Дэлглиш удержался от соблазна напомнить мисс Гэрни, что Алекс Мэар — один из ведущих физиков страны и на нем лежит ответственность за атомную электростанцию. Кроме того, если верить газетам, ему почти наверняка прочат новый пост — главы Комитета по ядерной энергии. Если уж ему нельзя доверить пакет с гранками… Но он сказал только:

— Если мисс Мэар дома, я вручу пакет ей в собственные руки. Если нет, я буду хранить его до тех пор, пока она не объявится.

— Я сообщила ей по телефону, что пакет уже в пути, так что она будет вас ждать. Я очень четко надписала адрес печатными буквами. «Обитель мученицы». Надеюсь, вы знаете, как туда добраться.

Костелло не выдержал:

— Он умеет пользоваться картой. Он ведь полицейский, вы не забыли?

Дэлглиш заверил мисс Гэрни, что знает, где находится «Обитель мученицы», и знаком, хоть и не очень близко, с Алексом Мэаром. Правда, сестру его он не встречал. Тетушка вела довольно замкнутый образ жизни, но в сельской глубинке соседи так или иначе встречаются и знакомятся друг с другом. И хотя Элис Мэар в то время отсутствовала, ее брат нанес Дэлглишу формальный визит, чтобы выразить свои соболезнования по поводу кончины мисс Дэлглиш.

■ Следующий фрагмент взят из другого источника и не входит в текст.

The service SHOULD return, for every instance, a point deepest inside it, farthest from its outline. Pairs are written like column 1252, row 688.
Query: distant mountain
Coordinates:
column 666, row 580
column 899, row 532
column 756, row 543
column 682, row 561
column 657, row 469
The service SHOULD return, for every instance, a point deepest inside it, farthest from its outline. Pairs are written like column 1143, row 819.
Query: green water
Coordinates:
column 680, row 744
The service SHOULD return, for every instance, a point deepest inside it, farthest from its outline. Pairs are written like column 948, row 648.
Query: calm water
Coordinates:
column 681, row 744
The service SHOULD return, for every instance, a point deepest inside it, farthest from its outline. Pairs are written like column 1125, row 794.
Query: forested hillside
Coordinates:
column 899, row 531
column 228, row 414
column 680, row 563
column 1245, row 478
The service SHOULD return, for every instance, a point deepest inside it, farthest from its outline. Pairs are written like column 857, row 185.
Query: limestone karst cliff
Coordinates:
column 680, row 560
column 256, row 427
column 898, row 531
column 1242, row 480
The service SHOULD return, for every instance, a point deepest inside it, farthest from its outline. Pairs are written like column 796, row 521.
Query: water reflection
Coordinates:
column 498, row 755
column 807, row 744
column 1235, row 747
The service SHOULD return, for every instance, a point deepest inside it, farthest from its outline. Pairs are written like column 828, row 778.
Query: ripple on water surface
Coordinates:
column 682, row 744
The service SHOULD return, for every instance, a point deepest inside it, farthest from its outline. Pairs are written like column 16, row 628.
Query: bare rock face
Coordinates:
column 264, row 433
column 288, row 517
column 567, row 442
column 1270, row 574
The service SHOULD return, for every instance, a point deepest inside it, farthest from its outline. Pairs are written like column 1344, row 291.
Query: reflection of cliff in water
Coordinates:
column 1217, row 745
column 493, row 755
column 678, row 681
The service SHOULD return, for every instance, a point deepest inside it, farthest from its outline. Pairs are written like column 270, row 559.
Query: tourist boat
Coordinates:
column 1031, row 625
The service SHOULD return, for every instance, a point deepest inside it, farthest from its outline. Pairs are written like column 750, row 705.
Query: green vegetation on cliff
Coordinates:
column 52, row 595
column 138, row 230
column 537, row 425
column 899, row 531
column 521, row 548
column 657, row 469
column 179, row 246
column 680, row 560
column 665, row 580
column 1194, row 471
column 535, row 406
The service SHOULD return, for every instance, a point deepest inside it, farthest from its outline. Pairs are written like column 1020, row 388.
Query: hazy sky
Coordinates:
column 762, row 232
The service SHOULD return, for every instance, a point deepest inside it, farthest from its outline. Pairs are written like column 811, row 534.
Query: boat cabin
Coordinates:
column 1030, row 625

Наконец пакет, устрашающе обмотанный крест-накрест клейкой лентой и на редкость большой и тяжелый, оказался в руках у Дэлглиша, и лифт неспешно понес его вниз, в подвал. Оттуда можно было выйти прямо в небольшой гараж издательства, где ждал Адама его «ягуар».

Глава 4

Вырвавшись из узловатых щупалец восточных предместий Лондона, Дэлглиш смог наконец прибавить скорость и к трем часам уже проехал деревню Лидсетт. Правый поворот увел его с прибрежного шоссе на узкую, но гладкую асфальтовую дорогу меж двух заполненных водой рвов, в золотистом мареве тростниковых зарослей, колеблемых ветром. И тут ему впервые подумалось, что он наконец-то снова чувствует запах моря. Тот сильный и резкий, но как бы живущий лишь в воображении запах Северного моря, что пробуждал в нем ностальгические воспоминания о детстве, о школьных каникулах, об одиноких прогулках в ранней юности, когда он сражался с непокорными рифмами первых своих стихов, о тетушке, худой и высокой, с биноклем на шее, шагавшей бок о бок с ним к местам обитания столь любимых ею птиц. А вот и такие знакомые старые деревянные ворота, что по-прежнему громоздятся здесь, перегораживая дорогу. Их неизменное существование на этом месте всегда поражало Адама, поскольку ворота не служили никакой видимой цели. Возможно, правда, что они символически отгораживали мыс от Большой земли, заставляя проезжего задуматься, действительно ли ему стоит ехать дальше. Ворота, качнувшись, легко открылись при первом же толчке, но закрывать их, как всегда, было значительно труднее. Пришлось подтаскивать створки на место, чуть приподняв от земли; когда Дэлглиш наконец накинул проволочное кольцо, запирая ворота, его охватило знакомое предвкушение необычного: он оставил за собой суетливый будничный мир и ступил на землю, которая, как бы часто ни приезжал он сюда, навсегда останется для него чуждой территорией.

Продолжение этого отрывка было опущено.